By Steve Holt, Opinion Editor
When I wasn’t laughing at Rich Gannon and the Raiders on Sunday, I was laughing at the commercials. Super Bowl XXXVII contained a plethora of laugh-out-loud moments while the play clock was running, but advertisers again coughed up a pretty penny to make viewers giggle and gasp even more during commercial breaks.
Every year the “Super Sunday” advertising winners and losers are dissed and endorsed, and as always, a few commercials stood a little higher than the others when the final buzzer sounded.
Instead of the middle-aged rock band Bon Jovi, the minds behind the FedEx commercial should have stepped on stage and accepted their award for the most clever and all-around best commercial of the Super Bowl. It was about time the shipping company ran an ad based on Cast Away, the 1999 movie FedEx practically sponsored. A Hanks-esque, shaggy-bearded man knocks on a woman’s door and tells her he has been isolated on an island for four years but wanted to deliver her a package he’d saved. When he asks the woman what was in the package, she begins to rattle off a list of items that would have been totally useful during his island stay. Truly witty…

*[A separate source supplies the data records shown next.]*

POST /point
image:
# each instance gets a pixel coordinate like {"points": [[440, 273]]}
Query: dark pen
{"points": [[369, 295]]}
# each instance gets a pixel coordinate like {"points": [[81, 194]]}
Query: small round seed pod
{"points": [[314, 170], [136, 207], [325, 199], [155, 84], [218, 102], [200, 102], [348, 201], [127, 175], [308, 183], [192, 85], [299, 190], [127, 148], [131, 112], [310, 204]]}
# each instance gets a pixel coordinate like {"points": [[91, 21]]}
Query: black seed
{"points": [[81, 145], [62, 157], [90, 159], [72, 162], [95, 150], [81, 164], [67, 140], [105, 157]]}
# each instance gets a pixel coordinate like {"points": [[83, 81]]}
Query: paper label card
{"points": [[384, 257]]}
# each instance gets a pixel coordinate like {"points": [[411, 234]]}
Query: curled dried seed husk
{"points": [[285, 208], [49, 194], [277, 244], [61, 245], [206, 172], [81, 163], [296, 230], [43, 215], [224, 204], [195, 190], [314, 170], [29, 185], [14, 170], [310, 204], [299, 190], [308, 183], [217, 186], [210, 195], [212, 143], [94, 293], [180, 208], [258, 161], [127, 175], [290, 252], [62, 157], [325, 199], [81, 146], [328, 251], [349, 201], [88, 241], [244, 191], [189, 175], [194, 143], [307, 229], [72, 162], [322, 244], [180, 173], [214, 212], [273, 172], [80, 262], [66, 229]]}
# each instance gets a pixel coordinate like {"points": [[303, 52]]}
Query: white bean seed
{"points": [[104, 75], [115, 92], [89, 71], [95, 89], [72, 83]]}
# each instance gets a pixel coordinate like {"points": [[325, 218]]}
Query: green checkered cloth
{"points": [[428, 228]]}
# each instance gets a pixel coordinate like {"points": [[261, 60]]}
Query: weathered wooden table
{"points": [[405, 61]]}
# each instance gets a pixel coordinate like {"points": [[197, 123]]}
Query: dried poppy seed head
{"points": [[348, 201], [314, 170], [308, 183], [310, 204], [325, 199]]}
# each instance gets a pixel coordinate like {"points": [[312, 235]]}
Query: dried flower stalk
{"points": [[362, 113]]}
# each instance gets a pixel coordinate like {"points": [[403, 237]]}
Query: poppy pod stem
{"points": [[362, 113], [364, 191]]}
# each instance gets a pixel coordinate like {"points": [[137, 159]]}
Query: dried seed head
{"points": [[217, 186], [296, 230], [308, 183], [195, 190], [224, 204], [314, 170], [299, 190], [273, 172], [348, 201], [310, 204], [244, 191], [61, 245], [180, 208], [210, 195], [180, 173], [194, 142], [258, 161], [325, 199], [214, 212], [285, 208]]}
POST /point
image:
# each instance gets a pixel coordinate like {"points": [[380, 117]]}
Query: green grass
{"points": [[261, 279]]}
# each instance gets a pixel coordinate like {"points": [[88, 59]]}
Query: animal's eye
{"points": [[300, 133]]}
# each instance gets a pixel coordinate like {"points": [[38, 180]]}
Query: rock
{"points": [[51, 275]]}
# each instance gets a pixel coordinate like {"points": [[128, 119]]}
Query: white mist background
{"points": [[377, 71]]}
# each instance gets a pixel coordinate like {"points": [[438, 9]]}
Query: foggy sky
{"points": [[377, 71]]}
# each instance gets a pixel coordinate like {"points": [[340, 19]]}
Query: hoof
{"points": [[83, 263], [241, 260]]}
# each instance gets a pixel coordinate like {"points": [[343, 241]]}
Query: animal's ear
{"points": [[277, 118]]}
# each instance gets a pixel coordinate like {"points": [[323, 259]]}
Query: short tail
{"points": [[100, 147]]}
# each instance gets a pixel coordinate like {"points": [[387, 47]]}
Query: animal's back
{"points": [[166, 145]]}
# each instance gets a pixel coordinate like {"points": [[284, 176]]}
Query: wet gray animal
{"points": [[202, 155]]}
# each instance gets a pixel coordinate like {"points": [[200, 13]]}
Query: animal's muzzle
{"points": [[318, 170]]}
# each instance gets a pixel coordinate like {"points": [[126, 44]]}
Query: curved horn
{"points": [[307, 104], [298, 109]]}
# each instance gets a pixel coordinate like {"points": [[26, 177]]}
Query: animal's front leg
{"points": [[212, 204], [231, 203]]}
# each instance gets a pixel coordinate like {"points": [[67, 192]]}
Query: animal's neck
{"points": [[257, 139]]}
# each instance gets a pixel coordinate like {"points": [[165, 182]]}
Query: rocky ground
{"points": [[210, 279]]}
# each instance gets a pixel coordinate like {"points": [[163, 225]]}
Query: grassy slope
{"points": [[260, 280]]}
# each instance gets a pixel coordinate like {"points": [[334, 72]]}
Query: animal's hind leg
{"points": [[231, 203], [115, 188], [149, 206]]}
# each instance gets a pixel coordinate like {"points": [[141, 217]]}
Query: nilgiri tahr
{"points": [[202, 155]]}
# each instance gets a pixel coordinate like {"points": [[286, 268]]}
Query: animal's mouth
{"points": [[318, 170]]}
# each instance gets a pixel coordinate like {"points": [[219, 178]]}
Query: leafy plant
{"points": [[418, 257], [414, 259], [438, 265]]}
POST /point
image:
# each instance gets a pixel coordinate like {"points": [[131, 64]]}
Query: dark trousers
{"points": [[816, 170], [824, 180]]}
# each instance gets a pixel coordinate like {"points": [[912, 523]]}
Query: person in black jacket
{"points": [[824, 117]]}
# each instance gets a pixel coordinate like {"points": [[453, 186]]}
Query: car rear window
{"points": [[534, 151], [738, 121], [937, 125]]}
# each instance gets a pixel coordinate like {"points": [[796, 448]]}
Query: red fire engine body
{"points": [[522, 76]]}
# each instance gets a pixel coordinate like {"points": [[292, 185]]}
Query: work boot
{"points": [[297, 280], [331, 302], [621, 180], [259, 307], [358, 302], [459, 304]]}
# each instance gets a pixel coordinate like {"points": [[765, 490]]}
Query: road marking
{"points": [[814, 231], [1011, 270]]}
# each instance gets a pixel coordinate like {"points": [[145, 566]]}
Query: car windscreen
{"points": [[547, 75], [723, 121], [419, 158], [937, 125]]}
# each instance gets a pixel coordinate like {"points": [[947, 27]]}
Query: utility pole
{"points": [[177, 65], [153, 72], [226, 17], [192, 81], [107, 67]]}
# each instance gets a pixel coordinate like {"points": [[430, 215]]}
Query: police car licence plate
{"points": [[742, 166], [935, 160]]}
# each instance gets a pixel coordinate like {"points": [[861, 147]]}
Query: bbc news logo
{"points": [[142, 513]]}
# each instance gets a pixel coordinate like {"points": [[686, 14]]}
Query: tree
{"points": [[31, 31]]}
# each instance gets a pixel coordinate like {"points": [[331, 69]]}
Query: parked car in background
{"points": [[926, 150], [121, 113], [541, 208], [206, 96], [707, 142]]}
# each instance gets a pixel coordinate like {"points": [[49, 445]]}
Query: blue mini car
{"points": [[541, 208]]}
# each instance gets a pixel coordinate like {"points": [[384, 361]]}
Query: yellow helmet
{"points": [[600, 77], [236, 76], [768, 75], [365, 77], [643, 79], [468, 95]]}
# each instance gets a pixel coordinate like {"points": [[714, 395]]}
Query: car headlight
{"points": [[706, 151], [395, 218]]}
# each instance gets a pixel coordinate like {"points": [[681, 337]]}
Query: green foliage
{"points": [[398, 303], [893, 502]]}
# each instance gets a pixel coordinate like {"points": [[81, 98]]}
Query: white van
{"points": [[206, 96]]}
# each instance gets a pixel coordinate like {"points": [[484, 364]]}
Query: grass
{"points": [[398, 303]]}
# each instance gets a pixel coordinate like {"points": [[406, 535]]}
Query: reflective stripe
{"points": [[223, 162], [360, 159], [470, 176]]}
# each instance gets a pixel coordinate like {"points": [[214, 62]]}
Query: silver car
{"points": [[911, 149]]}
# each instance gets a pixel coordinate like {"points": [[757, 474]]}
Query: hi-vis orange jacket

Reebok delivered its best commercial since Dee Brown sold Pumps, presenting Terry Tate, the “Office Linebacker.” According to a fictitious CEO in the ad, the chiseled linebacker increases productivity in the office by violently laying out anyone slacking on the job. The jaw-dropping hits and slapstick approach made me choke on my Tostitos laughing, setting the Reebok ad above most of the others.
The 2003 Super Bowl proved that stars of great commercials don’t necessarily have to walk on two feet or use a toilet. Animals were quite often the source of side-splitting humor Sunday, thanks to either exceptionally smart animals or computer technology.
The brand new lemon-lime soft drink Sierra Mist “went flat” on its first commercial involving a guy getting cooled off by his dog opening a hydrant, but hit a three-run homer on its second try. When a baboon attempts to catapult into the neighboring polar bear habitat’s pool, it realizes it could soon become lunch. Full of human-like expressions and emotions, the baboons made for many a laugh and Sierra Mist put itself right up there with its soft drink competitors in the advertising category at least.
As always, beer companies cranked millions into sponsorship of the Super Bowl, as if the ads were going to convince non-drinkers to go out and buy a case. In short, the “Best of the Beer (ads)” involved the following: Clydesdales, a Jamaican “dog do,” a strongman competition, a zebra, a lot of “junk in the trunk,” a crabby “player” and one scary clown. The winner? Probably the crab commercial.
It’s all over now, and the advertising specialists will go back to the drawing boards to train for next season. But as was evident Sunday night, the only ingredient for a winning commercial is brainless brilliance.
Especially when the game is more on the brainless side.